Import necessary libraries such as pandas, numpy, matplotlib, and sklearn.
# Import python packages:
import pandas as pd
import numpy as np
import matplotlib.pyplot as plt
from sklearn.cluster import KMeans
import os
print(os.environ['OMP_NUM_THREADS'])
df = pd.read_csv(path_to_dataset)
- Create a 2-dimensional array of the independent variables.
- Compute WCSS for different numbers of clusters.
- Plot the results to identify the optimal number of clusters.
# Create 2 dimensional array of our independent variables:
X = df[['Annual Income (k$)', 'Spending Score (1-100)']].values
# Create empty list to store wcss values:
wcss = []
# Loop through X array and compute optimal number of clusters using the WCSS algorithm:
for i in range(1, 11):
# Instantiate kmeans:
kmeans = KMeans(
# set number of clusters:
n_clusters = i,
# set init:
init = "k-means++",
# set random state:
random_state = 42,
)
# Train model:
kmeans.fit(X)
# Append the wcss per cluster to wcss list:
wcss.append(kmeans.inertia_)
# Plot the results:
plt.plot(range(1, 11), wcss)
plt.title("Elbow Method")
plt.xlabel('Number of Clusters')
plt.ylabel("WCSS")
plt.tight_layout()
plt.show()
To determine the optimal number of clusters, we want to locate where the elbow occurs (biggest drop in wcss). Based on the graph, the optimal number of clusters is around 5.
- Instantiate the K-means model with the optimal number of clusters.

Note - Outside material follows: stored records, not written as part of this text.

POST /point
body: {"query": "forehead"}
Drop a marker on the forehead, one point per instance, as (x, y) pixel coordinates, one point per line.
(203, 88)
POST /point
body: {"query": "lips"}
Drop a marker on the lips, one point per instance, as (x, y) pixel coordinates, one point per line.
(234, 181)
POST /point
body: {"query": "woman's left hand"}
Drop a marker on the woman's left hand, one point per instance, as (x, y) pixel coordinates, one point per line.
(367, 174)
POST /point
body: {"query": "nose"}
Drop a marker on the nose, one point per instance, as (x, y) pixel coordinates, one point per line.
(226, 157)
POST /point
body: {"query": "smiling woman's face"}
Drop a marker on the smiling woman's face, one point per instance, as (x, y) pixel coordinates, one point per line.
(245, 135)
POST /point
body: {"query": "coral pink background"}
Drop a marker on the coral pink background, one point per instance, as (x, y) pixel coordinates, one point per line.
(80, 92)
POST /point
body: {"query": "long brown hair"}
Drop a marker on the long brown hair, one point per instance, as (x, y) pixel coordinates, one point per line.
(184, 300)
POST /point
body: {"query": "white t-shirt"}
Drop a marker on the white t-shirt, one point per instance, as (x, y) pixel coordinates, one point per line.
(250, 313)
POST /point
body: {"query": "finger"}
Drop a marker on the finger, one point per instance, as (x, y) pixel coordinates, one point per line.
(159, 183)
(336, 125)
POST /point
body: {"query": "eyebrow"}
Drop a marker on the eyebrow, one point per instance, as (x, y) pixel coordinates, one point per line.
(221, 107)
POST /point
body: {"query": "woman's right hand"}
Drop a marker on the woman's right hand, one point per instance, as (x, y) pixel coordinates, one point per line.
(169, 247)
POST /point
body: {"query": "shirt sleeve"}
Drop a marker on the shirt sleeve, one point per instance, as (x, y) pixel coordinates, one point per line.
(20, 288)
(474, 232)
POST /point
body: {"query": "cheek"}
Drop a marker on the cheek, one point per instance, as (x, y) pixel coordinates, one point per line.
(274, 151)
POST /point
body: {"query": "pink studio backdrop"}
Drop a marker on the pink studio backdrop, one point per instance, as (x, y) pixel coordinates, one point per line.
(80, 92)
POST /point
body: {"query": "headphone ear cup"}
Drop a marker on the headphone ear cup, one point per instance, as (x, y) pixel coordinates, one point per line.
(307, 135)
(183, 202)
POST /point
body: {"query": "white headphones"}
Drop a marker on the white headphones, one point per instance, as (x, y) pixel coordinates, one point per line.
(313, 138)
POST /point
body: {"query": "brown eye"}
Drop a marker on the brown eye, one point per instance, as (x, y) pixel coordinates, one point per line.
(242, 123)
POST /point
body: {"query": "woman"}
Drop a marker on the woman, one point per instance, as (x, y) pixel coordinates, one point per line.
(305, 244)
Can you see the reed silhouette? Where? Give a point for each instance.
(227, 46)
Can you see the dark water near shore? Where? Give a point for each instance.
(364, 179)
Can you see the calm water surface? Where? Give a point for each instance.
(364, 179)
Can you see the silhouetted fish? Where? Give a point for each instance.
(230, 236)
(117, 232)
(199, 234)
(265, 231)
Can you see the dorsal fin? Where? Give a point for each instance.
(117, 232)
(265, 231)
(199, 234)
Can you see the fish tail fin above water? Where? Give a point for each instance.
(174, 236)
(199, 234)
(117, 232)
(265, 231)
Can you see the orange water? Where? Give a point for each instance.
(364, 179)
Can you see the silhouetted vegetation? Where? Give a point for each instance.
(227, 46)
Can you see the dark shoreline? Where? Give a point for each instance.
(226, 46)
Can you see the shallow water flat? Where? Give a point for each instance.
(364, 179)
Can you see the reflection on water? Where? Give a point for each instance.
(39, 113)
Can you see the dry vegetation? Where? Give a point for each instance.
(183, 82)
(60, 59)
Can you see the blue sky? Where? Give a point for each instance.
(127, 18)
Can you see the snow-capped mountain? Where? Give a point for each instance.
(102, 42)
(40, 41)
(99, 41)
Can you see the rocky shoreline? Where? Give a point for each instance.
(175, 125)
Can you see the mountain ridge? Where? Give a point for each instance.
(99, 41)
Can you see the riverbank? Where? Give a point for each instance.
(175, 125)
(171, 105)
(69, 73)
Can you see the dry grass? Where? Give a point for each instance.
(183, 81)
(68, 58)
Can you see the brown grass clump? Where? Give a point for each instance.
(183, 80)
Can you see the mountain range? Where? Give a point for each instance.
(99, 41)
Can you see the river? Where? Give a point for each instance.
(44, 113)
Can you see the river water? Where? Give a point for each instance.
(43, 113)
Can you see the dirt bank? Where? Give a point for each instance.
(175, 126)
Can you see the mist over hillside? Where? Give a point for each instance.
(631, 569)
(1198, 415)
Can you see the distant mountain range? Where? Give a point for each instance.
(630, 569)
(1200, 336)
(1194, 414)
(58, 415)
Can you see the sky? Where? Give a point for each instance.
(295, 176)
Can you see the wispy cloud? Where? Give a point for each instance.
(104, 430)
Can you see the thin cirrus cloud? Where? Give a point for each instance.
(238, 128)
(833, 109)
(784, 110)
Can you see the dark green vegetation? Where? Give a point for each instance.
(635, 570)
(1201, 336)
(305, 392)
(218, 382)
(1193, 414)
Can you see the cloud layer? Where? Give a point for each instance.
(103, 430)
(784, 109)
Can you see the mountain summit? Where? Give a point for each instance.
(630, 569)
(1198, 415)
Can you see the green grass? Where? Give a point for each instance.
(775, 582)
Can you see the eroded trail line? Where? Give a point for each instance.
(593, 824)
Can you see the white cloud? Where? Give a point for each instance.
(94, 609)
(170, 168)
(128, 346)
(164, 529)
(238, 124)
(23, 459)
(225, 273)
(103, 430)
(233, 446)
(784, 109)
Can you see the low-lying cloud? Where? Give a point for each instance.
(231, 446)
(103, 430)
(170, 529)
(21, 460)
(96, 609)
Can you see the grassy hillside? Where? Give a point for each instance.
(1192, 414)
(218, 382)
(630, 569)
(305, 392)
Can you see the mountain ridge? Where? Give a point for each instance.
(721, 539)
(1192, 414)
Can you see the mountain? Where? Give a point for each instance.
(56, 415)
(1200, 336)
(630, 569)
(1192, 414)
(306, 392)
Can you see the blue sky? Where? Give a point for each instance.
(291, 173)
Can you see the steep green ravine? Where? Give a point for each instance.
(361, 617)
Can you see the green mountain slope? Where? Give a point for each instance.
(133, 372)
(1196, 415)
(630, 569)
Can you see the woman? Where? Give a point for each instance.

- Fit the model and predict the clusters.
- Print the cluster centers and labels.
- Visualize the clusters and centroids.
# Instantiate kmeans:
kmeans = KMeans(
# set number of clusters using the optimal number of clusters found above:
n_clusters = 5,
# set init:
init = "k-means++",
# set random state:
random_state = 42,
)
# Fit model:
y_pred = kmeans.fit_predict(X)
# Print the cluster centers
print("Cluster centers:")
print(kmeans.cluster_centers_)
# Print the labels of the clusters
print("Cluster labels for each data point:")
print(kmeans.labels_)
# Plot the clusters
plt.figure(figsize=(10, 6))
# Colors for different clusters
colors = ['red', 'blue', 'green', 'cyan', 'magenta']
for i in range(5):
plt.scatter(X[y_pred == i, 0], X[y_pred == i, 1], s=100, c=colors[i], label=f'Cluster {i}')
# Plot the centroids
plt.scatter(kmeans.cluster_centers_[:, 0], kmeans.cluster_centers_[:, 1], s=300, c='yellow', label='Centroids', edgecolor='black')
# Add titles and labels
plt.title('Clusters of customers')
plt.xlabel('Annual Income (k$)')
plt.ylabel('Spending Score (1-100)')
plt.legend()
plt.tight_layout()
plt.show()
-
High Income, Low Spending: Customers with higher annual incomes (blue cluster) tend to have lower spending scores. This suggests that despite having more disposable income, these customers are more conservative with their spending.
-
Low Income, High Spending: Customers with lower annual incomes (green and pink clusters) tend to have higher spending scores. These customers are spending a larger portion of their income, indicating a more aggressive spending behavior.
-
Moderate Income and Spending: There are clusters of customers (red and cyan clusters) that fall into a more moderate range of both income and spending. These groups might represent more balanced or average spenders.
-
Targeting High-Income Customers: Develop campaigns that emphasize value and exclusivity to encourage higher spending. Since these customers have the capacity to spend more, targeted promotions, loyalty programs, or exclusive offers might incentivize them to increase their spending.
-
Retention and Rewards for High Spenders with Low Income: Ensure that customers with lower incomes but higher spending scores feel valued. Implementing loyalty programs or rewards that provide discounts or benefits could help retain these valuable customers.
-
Balanced Approach for Moderate Groups: Continue to offer balanced promotions that cater to the needs and preferences of the moderate income and spending groups.